I coded a sample instance in R and tested both solving the LP relaxation (using CPLEX) and solving the Lagrangean problem, both using a derivative-based method (a version of the BFGS algorithm) and using a couple of derivative-free algorithms (versions of the Nelder-Mead and Hooke-Jeeves [1] algorithms). Importantly, all three algorithms are modified to allow box constraints, so that we can enforce the sign restriction on the multipliers.
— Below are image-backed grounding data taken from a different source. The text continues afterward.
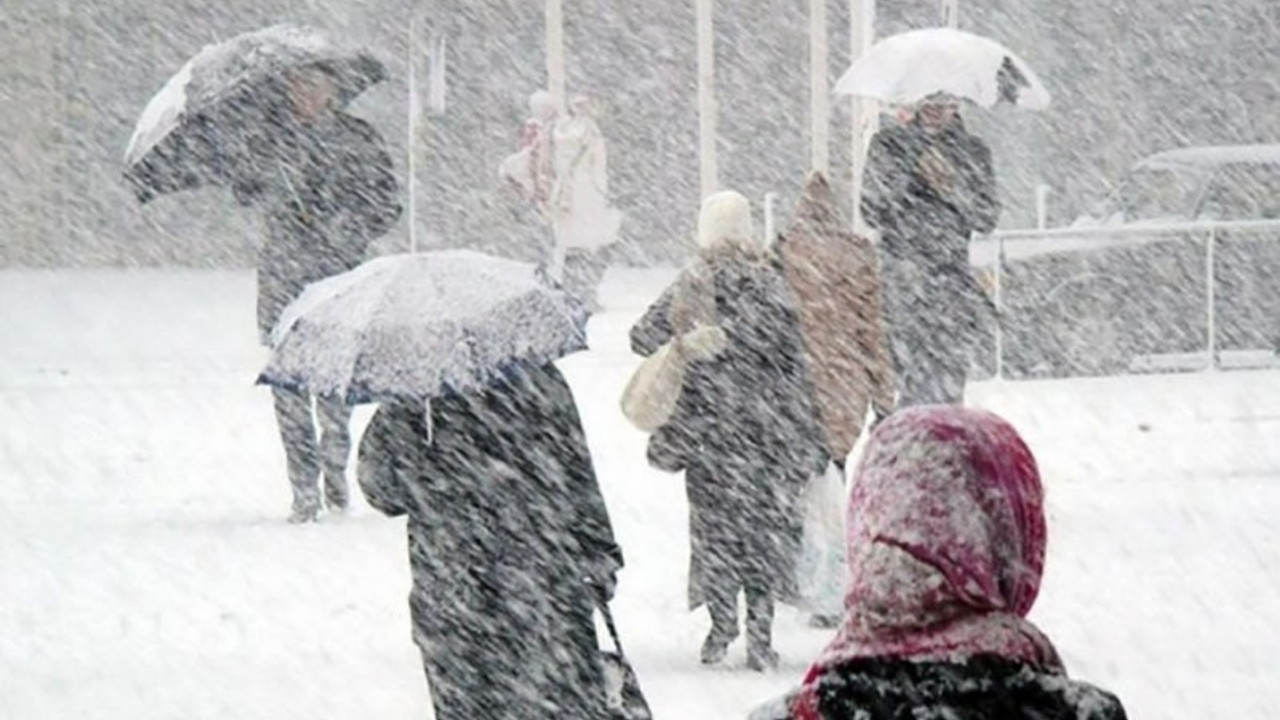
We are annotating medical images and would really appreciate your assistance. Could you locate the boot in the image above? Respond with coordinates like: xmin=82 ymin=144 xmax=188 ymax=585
xmin=700 ymin=626 xmax=738 ymax=665
xmin=700 ymin=592 xmax=740 ymax=665
xmin=288 ymin=493 xmax=321 ymax=524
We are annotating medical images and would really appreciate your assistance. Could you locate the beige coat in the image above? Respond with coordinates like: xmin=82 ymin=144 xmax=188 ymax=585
xmin=777 ymin=172 xmax=895 ymax=461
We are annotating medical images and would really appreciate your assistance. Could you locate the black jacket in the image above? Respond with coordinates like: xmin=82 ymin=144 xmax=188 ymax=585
xmin=787 ymin=655 xmax=1127 ymax=720
xmin=862 ymin=117 xmax=999 ymax=277
xmin=357 ymin=361 xmax=621 ymax=720
xmin=237 ymin=110 xmax=400 ymax=343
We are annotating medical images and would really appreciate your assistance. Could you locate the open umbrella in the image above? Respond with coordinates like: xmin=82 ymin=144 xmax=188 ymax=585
xmin=257 ymin=250 xmax=590 ymax=404
xmin=834 ymin=27 xmax=1049 ymax=109
xmin=123 ymin=24 xmax=386 ymax=203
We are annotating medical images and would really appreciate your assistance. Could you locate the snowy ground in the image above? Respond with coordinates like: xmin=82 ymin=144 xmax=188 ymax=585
xmin=2 ymin=267 xmax=1279 ymax=719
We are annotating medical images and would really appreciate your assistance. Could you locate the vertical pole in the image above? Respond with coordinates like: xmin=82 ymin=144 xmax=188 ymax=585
xmin=764 ymin=192 xmax=778 ymax=245
xmin=697 ymin=0 xmax=718 ymax=198
xmin=809 ymin=0 xmax=829 ymax=174
xmin=546 ymin=0 xmax=567 ymax=116
xmin=407 ymin=18 xmax=417 ymax=252
xmin=1034 ymin=183 xmax=1051 ymax=230
xmin=1206 ymin=228 xmax=1217 ymax=370
xmin=546 ymin=0 xmax=567 ymax=281
xmin=994 ymin=235 xmax=1005 ymax=379
xmin=940 ymin=0 xmax=959 ymax=27
xmin=849 ymin=0 xmax=876 ymax=231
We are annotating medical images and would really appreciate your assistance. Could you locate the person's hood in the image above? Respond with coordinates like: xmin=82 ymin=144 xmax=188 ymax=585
xmin=785 ymin=171 xmax=846 ymax=238
xmin=697 ymin=190 xmax=761 ymax=255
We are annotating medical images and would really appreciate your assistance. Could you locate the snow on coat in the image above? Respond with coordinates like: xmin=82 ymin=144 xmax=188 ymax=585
xmin=777 ymin=172 xmax=896 ymax=461
xmin=237 ymin=110 xmax=400 ymax=345
xmin=357 ymin=361 xmax=622 ymax=720
xmin=632 ymin=193 xmax=826 ymax=607
xmin=861 ymin=115 xmax=999 ymax=405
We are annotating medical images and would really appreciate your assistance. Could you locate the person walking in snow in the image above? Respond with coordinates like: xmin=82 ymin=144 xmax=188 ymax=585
xmin=777 ymin=170 xmax=896 ymax=468
xmin=357 ymin=359 xmax=623 ymax=720
xmin=548 ymin=94 xmax=622 ymax=310
xmin=232 ymin=65 xmax=400 ymax=522
xmin=862 ymin=93 xmax=999 ymax=406
xmin=501 ymin=92 xmax=621 ymax=310
xmin=751 ymin=405 xmax=1128 ymax=720
xmin=632 ymin=191 xmax=826 ymax=671
xmin=776 ymin=171 xmax=897 ymax=628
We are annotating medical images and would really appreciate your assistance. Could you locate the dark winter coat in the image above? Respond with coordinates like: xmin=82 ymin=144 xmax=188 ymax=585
xmin=357 ymin=361 xmax=622 ymax=720
xmin=861 ymin=116 xmax=999 ymax=405
xmin=631 ymin=254 xmax=826 ymax=608
xmin=763 ymin=655 xmax=1127 ymax=720
xmin=235 ymin=109 xmax=400 ymax=344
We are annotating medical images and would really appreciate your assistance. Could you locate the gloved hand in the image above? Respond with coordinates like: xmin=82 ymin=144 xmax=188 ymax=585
xmin=583 ymin=555 xmax=621 ymax=604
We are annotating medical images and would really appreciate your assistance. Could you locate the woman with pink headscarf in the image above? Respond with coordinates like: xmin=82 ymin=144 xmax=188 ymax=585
xmin=752 ymin=406 xmax=1126 ymax=720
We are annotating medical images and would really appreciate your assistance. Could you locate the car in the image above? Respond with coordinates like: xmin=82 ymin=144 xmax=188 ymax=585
xmin=970 ymin=144 xmax=1280 ymax=378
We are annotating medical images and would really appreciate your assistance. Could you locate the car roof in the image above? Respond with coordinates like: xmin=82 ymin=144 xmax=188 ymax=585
xmin=1136 ymin=144 xmax=1280 ymax=169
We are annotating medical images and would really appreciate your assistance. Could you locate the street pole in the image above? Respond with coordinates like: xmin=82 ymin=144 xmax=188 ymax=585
xmin=849 ymin=0 xmax=876 ymax=231
xmin=697 ymin=0 xmax=718 ymax=198
xmin=940 ymin=0 xmax=959 ymax=27
xmin=407 ymin=18 xmax=417 ymax=252
xmin=809 ymin=0 xmax=830 ymax=175
xmin=546 ymin=0 xmax=566 ymax=116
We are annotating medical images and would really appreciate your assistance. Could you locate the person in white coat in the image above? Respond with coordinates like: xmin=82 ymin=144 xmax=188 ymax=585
xmin=548 ymin=94 xmax=622 ymax=310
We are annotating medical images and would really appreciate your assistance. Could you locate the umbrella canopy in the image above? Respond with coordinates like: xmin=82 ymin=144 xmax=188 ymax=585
xmin=257 ymin=251 xmax=590 ymax=404
xmin=123 ymin=24 xmax=386 ymax=203
xmin=834 ymin=28 xmax=1049 ymax=110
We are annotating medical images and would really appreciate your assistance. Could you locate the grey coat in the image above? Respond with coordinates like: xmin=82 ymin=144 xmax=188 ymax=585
xmin=632 ymin=255 xmax=825 ymax=608
xmin=357 ymin=361 xmax=621 ymax=720
xmin=234 ymin=109 xmax=400 ymax=344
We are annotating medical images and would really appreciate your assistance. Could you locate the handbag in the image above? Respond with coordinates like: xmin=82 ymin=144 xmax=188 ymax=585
xmin=598 ymin=602 xmax=653 ymax=720
xmin=619 ymin=324 xmax=727 ymax=433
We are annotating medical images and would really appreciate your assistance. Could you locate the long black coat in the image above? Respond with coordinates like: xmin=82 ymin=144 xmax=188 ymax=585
xmin=235 ymin=109 xmax=400 ymax=344
xmin=357 ymin=362 xmax=622 ymax=720
xmin=861 ymin=117 xmax=999 ymax=405
xmin=631 ymin=256 xmax=825 ymax=608
xmin=793 ymin=656 xmax=1126 ymax=720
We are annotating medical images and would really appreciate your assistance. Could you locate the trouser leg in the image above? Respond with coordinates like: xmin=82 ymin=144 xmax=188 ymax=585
xmin=699 ymin=578 xmax=740 ymax=664
xmin=744 ymin=583 xmax=775 ymax=652
xmin=315 ymin=395 xmax=352 ymax=508
xmin=272 ymin=387 xmax=319 ymax=514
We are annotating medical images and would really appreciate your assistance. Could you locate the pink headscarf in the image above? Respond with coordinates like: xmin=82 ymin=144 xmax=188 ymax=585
xmin=793 ymin=406 xmax=1061 ymax=720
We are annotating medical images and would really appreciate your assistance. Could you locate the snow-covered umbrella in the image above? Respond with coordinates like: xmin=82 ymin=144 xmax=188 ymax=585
xmin=834 ymin=27 xmax=1050 ymax=110
xmin=123 ymin=24 xmax=386 ymax=203
xmin=257 ymin=251 xmax=590 ymax=404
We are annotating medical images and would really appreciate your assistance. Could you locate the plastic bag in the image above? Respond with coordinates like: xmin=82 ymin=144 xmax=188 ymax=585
xmin=796 ymin=462 xmax=848 ymax=616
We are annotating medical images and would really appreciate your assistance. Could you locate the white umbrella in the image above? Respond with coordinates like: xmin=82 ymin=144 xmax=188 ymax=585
xmin=257 ymin=250 xmax=589 ymax=404
xmin=834 ymin=27 xmax=1050 ymax=110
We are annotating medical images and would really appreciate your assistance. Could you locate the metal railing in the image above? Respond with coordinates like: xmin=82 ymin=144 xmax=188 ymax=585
xmin=974 ymin=219 xmax=1280 ymax=378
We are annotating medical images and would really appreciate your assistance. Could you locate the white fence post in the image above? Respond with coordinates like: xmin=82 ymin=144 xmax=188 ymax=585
xmin=764 ymin=192 xmax=778 ymax=245
xmin=809 ymin=0 xmax=830 ymax=175
xmin=697 ymin=0 xmax=718 ymax=198
xmin=1205 ymin=227 xmax=1218 ymax=371
xmin=994 ymin=233 xmax=1005 ymax=379
xmin=546 ymin=0 xmax=566 ymax=116
xmin=849 ymin=0 xmax=876 ymax=231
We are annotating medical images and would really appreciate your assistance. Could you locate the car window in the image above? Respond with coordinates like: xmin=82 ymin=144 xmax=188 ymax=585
xmin=1113 ymin=166 xmax=1205 ymax=222
xmin=1197 ymin=164 xmax=1280 ymax=220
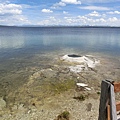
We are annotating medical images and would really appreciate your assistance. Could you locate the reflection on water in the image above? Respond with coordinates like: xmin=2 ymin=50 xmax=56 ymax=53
xmin=0 ymin=37 xmax=24 ymax=49
xmin=0 ymin=27 xmax=26 ymax=49
xmin=0 ymin=27 xmax=120 ymax=56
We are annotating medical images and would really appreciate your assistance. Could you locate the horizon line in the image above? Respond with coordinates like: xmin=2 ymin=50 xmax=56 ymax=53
xmin=0 ymin=25 xmax=120 ymax=28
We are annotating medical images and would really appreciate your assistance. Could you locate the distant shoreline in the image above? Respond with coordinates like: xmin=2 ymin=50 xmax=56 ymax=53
xmin=0 ymin=25 xmax=120 ymax=28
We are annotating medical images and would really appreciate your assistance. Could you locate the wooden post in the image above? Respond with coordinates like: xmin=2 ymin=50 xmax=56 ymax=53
xmin=113 ymin=82 xmax=120 ymax=93
xmin=98 ymin=80 xmax=117 ymax=120
xmin=107 ymin=105 xmax=111 ymax=120
xmin=109 ymin=84 xmax=117 ymax=120
xmin=98 ymin=80 xmax=111 ymax=120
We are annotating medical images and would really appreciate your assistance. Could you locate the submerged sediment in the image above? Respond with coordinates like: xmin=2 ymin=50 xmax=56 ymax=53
xmin=0 ymin=53 xmax=120 ymax=120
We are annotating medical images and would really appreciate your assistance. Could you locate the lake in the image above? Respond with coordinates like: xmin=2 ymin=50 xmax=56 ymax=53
xmin=0 ymin=26 xmax=120 ymax=58
xmin=0 ymin=26 xmax=120 ymax=107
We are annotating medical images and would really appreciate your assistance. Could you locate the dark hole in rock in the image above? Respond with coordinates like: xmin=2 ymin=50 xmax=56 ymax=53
xmin=68 ymin=54 xmax=82 ymax=58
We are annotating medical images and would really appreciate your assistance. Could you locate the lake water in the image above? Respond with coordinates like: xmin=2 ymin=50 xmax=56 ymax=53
xmin=0 ymin=26 xmax=120 ymax=106
xmin=0 ymin=26 xmax=120 ymax=58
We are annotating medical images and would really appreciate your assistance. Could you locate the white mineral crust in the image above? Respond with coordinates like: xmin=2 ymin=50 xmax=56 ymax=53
xmin=61 ymin=54 xmax=100 ymax=73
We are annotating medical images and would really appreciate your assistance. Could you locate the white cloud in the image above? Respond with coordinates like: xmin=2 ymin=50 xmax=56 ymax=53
xmin=0 ymin=14 xmax=30 ymax=25
xmin=108 ymin=17 xmax=118 ymax=22
xmin=37 ymin=16 xmax=61 ymax=26
xmin=63 ymin=11 xmax=68 ymax=14
xmin=0 ymin=3 xmax=22 ymax=15
xmin=61 ymin=0 xmax=81 ymax=4
xmin=41 ymin=9 xmax=53 ymax=13
xmin=107 ymin=17 xmax=120 ymax=26
xmin=0 ymin=0 xmax=119 ymax=26
xmin=95 ymin=18 xmax=106 ymax=23
xmin=56 ymin=2 xmax=66 ymax=7
xmin=107 ymin=11 xmax=120 ymax=14
xmin=51 ymin=2 xmax=66 ymax=9
xmin=58 ymin=2 xmax=66 ymax=6
xmin=79 ymin=6 xmax=110 ymax=11
xmin=80 ymin=0 xmax=119 ymax=3
xmin=0 ymin=3 xmax=30 ymax=25
xmin=63 ymin=15 xmax=120 ymax=26
xmin=51 ymin=0 xmax=81 ymax=9
xmin=36 ymin=14 xmax=120 ymax=26
xmin=87 ymin=11 xmax=101 ymax=17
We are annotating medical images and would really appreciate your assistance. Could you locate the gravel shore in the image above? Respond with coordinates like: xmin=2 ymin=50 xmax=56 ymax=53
xmin=0 ymin=89 xmax=100 ymax=120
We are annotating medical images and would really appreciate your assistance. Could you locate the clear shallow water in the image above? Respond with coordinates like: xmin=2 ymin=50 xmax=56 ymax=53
xmin=0 ymin=26 xmax=120 ymax=107
xmin=0 ymin=26 xmax=120 ymax=59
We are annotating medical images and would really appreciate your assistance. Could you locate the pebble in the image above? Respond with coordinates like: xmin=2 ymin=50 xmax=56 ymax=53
xmin=0 ymin=97 xmax=6 ymax=110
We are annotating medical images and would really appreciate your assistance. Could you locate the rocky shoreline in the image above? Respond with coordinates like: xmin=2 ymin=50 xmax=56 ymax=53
xmin=0 ymin=54 xmax=120 ymax=120
xmin=0 ymin=89 xmax=100 ymax=120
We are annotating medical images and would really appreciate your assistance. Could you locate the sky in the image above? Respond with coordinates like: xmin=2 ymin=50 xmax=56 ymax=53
xmin=0 ymin=0 xmax=120 ymax=26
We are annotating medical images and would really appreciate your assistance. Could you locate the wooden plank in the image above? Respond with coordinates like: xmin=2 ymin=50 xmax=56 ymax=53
xmin=116 ymin=101 xmax=120 ymax=111
xmin=107 ymin=105 xmax=111 ymax=120
xmin=110 ymin=84 xmax=117 ymax=120
xmin=98 ymin=80 xmax=111 ymax=120
xmin=113 ymin=82 xmax=120 ymax=93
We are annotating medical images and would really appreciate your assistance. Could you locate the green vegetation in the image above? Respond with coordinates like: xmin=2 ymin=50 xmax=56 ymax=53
xmin=38 ymin=78 xmax=75 ymax=96
xmin=73 ymin=94 xmax=86 ymax=101
xmin=97 ymin=91 xmax=101 ymax=95
xmin=51 ymin=80 xmax=75 ymax=94
xmin=55 ymin=111 xmax=70 ymax=120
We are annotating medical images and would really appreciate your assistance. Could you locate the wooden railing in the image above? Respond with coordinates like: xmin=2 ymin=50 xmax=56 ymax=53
xmin=98 ymin=80 xmax=120 ymax=120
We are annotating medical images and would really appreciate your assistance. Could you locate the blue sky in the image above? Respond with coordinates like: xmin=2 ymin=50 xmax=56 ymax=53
xmin=0 ymin=0 xmax=120 ymax=26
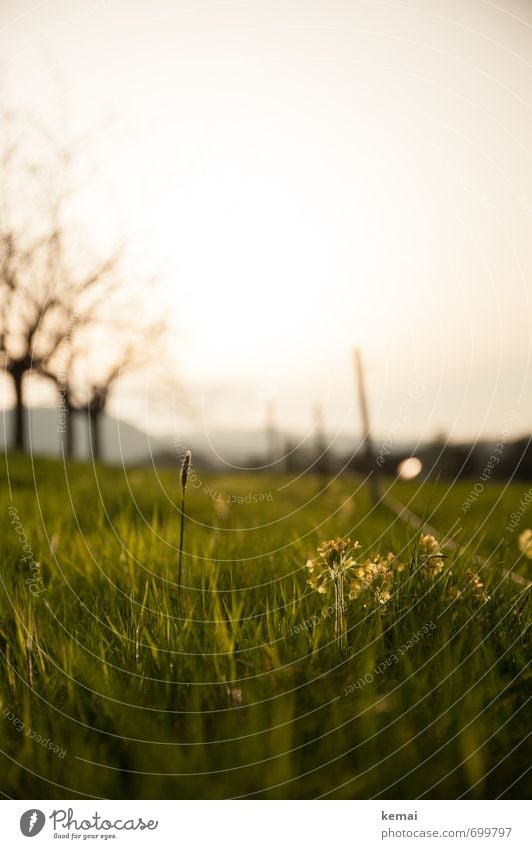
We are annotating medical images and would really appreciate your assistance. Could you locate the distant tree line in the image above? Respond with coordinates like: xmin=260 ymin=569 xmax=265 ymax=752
xmin=271 ymin=435 xmax=532 ymax=482
xmin=341 ymin=436 xmax=532 ymax=482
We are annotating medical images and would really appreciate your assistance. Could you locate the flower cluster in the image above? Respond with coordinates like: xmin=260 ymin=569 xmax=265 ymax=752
xmin=306 ymin=539 xmax=395 ymax=607
xmin=306 ymin=538 xmax=361 ymax=595
xmin=305 ymin=538 xmax=363 ymax=652
xmin=464 ymin=569 xmax=490 ymax=604
xmin=448 ymin=569 xmax=490 ymax=606
xmin=348 ymin=554 xmax=394 ymax=605
xmin=418 ymin=534 xmax=445 ymax=577
xmin=304 ymin=532 xmax=495 ymax=655
xmin=518 ymin=529 xmax=532 ymax=559
xmin=306 ymin=534 xmax=448 ymax=607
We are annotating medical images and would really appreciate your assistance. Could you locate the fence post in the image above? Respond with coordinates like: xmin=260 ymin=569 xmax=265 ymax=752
xmin=353 ymin=348 xmax=381 ymax=505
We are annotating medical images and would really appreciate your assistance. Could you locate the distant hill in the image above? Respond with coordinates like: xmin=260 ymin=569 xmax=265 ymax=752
xmin=0 ymin=407 xmax=308 ymax=467
xmin=0 ymin=408 xmax=170 ymax=465
xmin=0 ymin=406 xmax=417 ymax=468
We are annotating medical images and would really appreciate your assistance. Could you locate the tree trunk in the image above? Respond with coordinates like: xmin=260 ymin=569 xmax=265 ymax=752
xmin=58 ymin=388 xmax=75 ymax=459
xmin=88 ymin=410 xmax=101 ymax=461
xmin=13 ymin=372 xmax=25 ymax=452
xmin=65 ymin=407 xmax=75 ymax=458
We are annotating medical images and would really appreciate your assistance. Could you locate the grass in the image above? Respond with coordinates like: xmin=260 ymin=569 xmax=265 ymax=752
xmin=0 ymin=454 xmax=530 ymax=799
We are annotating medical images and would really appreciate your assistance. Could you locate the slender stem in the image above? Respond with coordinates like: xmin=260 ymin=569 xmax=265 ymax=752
xmin=178 ymin=490 xmax=185 ymax=616
xmin=335 ymin=574 xmax=347 ymax=655
xmin=340 ymin=580 xmax=346 ymax=655
xmin=334 ymin=577 xmax=340 ymax=647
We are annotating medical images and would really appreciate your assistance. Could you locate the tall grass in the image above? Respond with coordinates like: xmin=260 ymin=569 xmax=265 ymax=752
xmin=0 ymin=456 xmax=529 ymax=799
xmin=177 ymin=449 xmax=191 ymax=616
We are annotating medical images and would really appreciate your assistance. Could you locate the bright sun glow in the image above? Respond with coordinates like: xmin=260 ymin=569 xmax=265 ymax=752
xmin=397 ymin=457 xmax=423 ymax=480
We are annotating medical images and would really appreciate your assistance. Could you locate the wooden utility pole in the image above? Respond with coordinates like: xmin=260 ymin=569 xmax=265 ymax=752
xmin=313 ymin=404 xmax=329 ymax=475
xmin=353 ymin=348 xmax=381 ymax=505
xmin=265 ymin=398 xmax=278 ymax=467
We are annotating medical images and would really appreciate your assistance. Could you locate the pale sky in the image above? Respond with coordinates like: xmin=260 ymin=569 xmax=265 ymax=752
xmin=1 ymin=0 xmax=531 ymax=448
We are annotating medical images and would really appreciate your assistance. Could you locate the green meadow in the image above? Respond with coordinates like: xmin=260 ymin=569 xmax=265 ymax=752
xmin=0 ymin=455 xmax=530 ymax=799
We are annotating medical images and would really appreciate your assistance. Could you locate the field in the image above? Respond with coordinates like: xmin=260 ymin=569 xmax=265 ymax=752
xmin=0 ymin=455 xmax=530 ymax=799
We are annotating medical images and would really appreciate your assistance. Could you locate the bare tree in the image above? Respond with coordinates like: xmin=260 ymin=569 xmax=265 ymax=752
xmin=41 ymin=269 xmax=126 ymax=459
xmin=0 ymin=112 xmax=122 ymax=452
xmin=0 ymin=110 xmax=170 ymax=460
xmin=51 ymin=313 xmax=166 ymax=461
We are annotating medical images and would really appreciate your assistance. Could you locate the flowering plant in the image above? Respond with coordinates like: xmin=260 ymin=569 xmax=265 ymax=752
xmin=305 ymin=538 xmax=397 ymax=651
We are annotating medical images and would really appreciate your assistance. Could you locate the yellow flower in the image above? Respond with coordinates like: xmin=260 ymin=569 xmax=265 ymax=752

You can download my code in the form of an R notebook, containing text, output and the code itself (which can be extracted). In addition to CPLEX, it uses a gaggle of R libraries: magrittr (for convenience); ompr, ompr.roi, ROI and ROI.plugin.cplex for building the LP model and interfacing with CPLEX; and dfoptim for the Nelder-Mead and Hooke-Jeeves algorithms. (The BFGS algorithm comes via the optim() method, part of the built-in stats library.) If you want to play with the code but do not have CPLEX or some of the libraries, you can just delete the lines that load the missing libraries along with the code that uses them.

Based on limited experimentation, I would say that Nelder-Mead did not work well enough to consider, and BFGS did well in some cases but produced somewhat suboptimal results in others. It may be that tweaking some control setting would have helped with the cases where BFGS ran into trouble. Hooke-Jeeves, again in limited testing, consistently matched the LP solution. So if I needed to come up with some hand-coded way to solve the problem without using libraries (and did not want to write my own simplex code), I would seriously consider using Hooke-Jeeves (which I believe is pretty easy to code) on the Lagrangean problem.


[1] Hooke, Robert and Jeeves, T. (1961) "Direct search'' solution of numerical and statistical problems. Journal of the ACM, Vol. 8, No. 2, 212-229.